小松さんは、幼い頃から母親の勧誘活動に同行するよう教えられ、土日の集会などにも欠かさず参加したということです。集会で落ち着きがなかったり、勧誘活動を笑顔でできなかったりすると、「愛のある懲らしめ」として、ベルトを2重3重に折ってテープで巻いた、手製のむちでお尻をたたかれたといいます。
友達と遊ぶ時間がほとんどなく、中学生になって「部活動をやりたい」と母親に訴えましたが、「聖書を学ぶことが優先だ」と言われ、認めてもらえなかったということです。
小松さんは当時について、「物心がついたときから教団の考えに合わない行動は矯正されるという経験を続けてきたため、疑問があっても親の信仰にあうように生きるしか選択肢がなかった。“自分はこれで生きていくしかない”と思うようになっていった」と話していました。

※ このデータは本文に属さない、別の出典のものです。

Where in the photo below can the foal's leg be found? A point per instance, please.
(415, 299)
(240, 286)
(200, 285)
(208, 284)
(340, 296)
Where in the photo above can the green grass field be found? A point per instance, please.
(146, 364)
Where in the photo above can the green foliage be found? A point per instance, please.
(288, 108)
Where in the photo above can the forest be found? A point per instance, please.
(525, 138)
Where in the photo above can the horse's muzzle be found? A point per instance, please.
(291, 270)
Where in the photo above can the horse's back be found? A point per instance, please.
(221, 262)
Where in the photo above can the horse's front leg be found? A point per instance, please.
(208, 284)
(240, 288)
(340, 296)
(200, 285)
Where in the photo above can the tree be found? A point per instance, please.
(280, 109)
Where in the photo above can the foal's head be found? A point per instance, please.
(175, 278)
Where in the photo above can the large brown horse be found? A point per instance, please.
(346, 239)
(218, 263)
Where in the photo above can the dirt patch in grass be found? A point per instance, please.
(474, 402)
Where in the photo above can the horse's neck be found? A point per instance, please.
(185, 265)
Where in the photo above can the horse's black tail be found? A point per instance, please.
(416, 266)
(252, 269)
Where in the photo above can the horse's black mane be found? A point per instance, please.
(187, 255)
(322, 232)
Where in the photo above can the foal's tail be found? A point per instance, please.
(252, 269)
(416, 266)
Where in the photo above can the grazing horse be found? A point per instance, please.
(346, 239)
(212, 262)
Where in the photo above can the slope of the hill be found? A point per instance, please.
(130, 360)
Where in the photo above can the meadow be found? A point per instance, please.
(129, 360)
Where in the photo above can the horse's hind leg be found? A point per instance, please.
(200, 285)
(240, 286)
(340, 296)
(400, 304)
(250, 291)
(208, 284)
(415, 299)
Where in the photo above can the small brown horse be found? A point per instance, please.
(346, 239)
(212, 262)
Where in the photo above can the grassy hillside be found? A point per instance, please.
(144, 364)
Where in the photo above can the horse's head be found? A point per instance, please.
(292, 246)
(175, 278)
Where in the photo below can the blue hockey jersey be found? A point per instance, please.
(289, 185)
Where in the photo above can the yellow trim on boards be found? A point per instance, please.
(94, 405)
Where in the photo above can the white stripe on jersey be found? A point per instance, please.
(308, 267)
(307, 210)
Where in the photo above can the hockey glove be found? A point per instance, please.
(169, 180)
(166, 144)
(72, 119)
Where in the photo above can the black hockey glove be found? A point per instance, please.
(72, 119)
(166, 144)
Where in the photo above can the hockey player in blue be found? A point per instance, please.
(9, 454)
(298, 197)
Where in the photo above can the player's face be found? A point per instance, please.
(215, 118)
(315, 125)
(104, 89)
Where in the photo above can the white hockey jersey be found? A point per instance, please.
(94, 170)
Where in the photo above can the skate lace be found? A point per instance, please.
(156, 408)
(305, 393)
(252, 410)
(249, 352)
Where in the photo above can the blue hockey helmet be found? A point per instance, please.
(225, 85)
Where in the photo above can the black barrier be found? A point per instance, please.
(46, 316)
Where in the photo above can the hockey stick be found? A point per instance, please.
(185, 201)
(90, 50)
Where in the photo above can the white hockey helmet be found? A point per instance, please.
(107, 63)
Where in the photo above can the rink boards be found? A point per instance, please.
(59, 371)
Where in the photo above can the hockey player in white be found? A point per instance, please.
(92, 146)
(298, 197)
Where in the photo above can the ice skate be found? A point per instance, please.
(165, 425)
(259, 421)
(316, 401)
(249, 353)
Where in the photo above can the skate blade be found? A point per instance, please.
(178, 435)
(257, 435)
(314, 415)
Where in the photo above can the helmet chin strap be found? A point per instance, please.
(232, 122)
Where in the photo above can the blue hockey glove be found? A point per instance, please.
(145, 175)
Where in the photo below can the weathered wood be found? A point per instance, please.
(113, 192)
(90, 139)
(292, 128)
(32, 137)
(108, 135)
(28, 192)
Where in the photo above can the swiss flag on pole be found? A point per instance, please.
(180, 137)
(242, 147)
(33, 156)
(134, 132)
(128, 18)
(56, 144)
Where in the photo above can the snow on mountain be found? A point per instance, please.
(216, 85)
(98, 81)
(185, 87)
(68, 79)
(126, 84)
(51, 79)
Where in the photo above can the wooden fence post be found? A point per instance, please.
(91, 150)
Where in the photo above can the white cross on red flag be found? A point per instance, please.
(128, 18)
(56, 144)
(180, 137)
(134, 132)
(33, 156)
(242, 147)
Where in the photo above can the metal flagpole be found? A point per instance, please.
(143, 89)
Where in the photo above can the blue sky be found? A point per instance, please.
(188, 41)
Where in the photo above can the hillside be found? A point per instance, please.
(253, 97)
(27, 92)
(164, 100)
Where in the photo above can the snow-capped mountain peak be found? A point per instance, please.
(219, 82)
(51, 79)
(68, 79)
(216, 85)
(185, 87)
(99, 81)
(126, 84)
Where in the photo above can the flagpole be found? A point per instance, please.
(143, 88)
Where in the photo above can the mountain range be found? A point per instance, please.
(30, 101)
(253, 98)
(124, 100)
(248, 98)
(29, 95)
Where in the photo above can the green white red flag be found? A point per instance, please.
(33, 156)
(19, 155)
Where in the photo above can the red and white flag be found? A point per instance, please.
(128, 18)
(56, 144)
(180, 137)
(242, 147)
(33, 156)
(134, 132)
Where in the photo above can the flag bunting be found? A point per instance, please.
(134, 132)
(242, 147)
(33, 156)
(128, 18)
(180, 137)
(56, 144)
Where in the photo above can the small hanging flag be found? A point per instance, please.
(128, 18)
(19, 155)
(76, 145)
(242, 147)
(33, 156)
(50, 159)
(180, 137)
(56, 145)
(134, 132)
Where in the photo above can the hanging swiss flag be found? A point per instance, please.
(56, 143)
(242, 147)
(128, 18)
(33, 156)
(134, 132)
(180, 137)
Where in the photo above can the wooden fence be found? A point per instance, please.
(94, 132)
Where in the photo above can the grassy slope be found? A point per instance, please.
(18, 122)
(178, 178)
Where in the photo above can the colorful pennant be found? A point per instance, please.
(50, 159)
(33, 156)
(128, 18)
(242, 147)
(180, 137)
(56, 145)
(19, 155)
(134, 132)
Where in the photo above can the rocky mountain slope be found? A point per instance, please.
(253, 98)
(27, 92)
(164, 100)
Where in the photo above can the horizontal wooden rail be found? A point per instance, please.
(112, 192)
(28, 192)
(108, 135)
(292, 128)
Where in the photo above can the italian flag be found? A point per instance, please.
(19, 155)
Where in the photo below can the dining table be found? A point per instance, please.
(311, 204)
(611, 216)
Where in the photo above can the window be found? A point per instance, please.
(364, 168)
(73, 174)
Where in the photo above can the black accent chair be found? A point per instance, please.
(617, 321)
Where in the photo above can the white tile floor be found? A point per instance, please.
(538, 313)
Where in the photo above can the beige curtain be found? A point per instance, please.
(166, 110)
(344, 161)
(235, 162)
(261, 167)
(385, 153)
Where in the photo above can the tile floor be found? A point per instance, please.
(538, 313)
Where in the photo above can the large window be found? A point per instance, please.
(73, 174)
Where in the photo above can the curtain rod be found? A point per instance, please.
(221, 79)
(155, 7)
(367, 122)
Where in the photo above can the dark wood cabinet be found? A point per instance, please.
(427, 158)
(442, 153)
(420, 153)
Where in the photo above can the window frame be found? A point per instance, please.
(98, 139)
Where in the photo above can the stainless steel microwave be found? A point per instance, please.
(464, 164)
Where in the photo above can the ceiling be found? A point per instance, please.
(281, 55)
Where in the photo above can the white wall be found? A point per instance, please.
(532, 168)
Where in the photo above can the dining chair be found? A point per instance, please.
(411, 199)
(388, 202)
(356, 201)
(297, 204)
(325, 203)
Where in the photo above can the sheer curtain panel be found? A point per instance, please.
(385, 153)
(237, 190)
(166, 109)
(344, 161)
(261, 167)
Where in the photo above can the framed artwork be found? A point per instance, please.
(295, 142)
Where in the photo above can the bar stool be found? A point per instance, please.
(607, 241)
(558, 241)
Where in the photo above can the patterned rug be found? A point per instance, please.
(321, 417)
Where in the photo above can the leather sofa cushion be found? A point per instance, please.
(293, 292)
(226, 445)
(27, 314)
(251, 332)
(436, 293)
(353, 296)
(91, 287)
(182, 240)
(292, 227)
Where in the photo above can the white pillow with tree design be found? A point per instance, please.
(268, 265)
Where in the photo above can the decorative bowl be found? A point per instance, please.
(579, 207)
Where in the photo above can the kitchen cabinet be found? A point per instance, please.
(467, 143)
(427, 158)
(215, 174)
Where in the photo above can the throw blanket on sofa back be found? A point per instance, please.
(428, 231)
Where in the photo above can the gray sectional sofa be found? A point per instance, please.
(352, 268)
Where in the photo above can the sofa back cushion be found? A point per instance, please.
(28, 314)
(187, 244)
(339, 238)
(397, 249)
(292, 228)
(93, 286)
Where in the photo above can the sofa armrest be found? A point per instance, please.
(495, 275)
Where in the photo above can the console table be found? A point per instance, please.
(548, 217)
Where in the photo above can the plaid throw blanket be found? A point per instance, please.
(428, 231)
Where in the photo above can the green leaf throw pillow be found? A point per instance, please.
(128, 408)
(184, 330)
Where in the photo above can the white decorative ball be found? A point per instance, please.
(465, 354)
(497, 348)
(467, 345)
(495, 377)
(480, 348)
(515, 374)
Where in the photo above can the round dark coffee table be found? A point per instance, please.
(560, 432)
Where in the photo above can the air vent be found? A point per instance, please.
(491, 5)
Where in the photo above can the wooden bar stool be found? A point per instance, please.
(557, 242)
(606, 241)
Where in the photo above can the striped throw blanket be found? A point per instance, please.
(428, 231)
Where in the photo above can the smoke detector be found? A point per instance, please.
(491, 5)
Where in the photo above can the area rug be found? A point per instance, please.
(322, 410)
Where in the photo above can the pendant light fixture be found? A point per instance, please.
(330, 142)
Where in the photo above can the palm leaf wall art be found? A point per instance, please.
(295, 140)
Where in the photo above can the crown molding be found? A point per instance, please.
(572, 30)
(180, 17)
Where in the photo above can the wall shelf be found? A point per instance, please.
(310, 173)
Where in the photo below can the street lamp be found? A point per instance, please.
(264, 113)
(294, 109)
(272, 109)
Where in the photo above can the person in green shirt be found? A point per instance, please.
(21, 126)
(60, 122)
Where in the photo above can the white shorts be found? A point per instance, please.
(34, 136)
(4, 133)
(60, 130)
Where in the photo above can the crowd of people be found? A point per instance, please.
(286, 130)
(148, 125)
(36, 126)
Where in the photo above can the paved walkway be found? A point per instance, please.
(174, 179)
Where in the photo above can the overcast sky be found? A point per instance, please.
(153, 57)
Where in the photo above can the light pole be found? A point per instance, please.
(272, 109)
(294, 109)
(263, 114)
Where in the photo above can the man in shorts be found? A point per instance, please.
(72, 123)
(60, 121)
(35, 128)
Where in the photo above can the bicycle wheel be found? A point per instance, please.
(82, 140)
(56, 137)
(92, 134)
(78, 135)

20歳のころ、アルバイト先で信者ではない同僚と交際したことをきっかけに「エホバの証人」を脱会しました。それ以来、およそ20年間親子の関係が途絶えているといいます。
小松さんは、「母親には『親子の関係を戻したい』と言ったことがあるが、『信仰が戻らないかぎり一切関係は持てない』と断られた。自分も親になったが、孫の顔を見せることすらできない」と話していました。
そのうえで、「信教の自由があるので母親に信仰をやめてほしいとは思っていないが、脱会して親子関係が破綻するのはおかしい。教団がそのような指導をしているならやめてほしいし、子どもに親の信仰を強要することは絶対にやめてほしい。いろいろな世界を見せたうえで、親が信じる宗教を信じるかどうか、子どもが決められるようにしてほしい」と訴えていました。
厚生労働省の担当者は「実態の把握も含めて対応を考えたい。児童虐待防止法では、行政側に宗教団体などに対する指導や監督の権限がなく、その中で何ができるかを考える必要がある」と述べました。 また、警察庁の担当者は「虐待や宗教問題にかかわらず、事実関係に即して、厳正に対処していく。児童の安全が大事で、保護すべきものは関係機関と連携して対応していく」と述べました。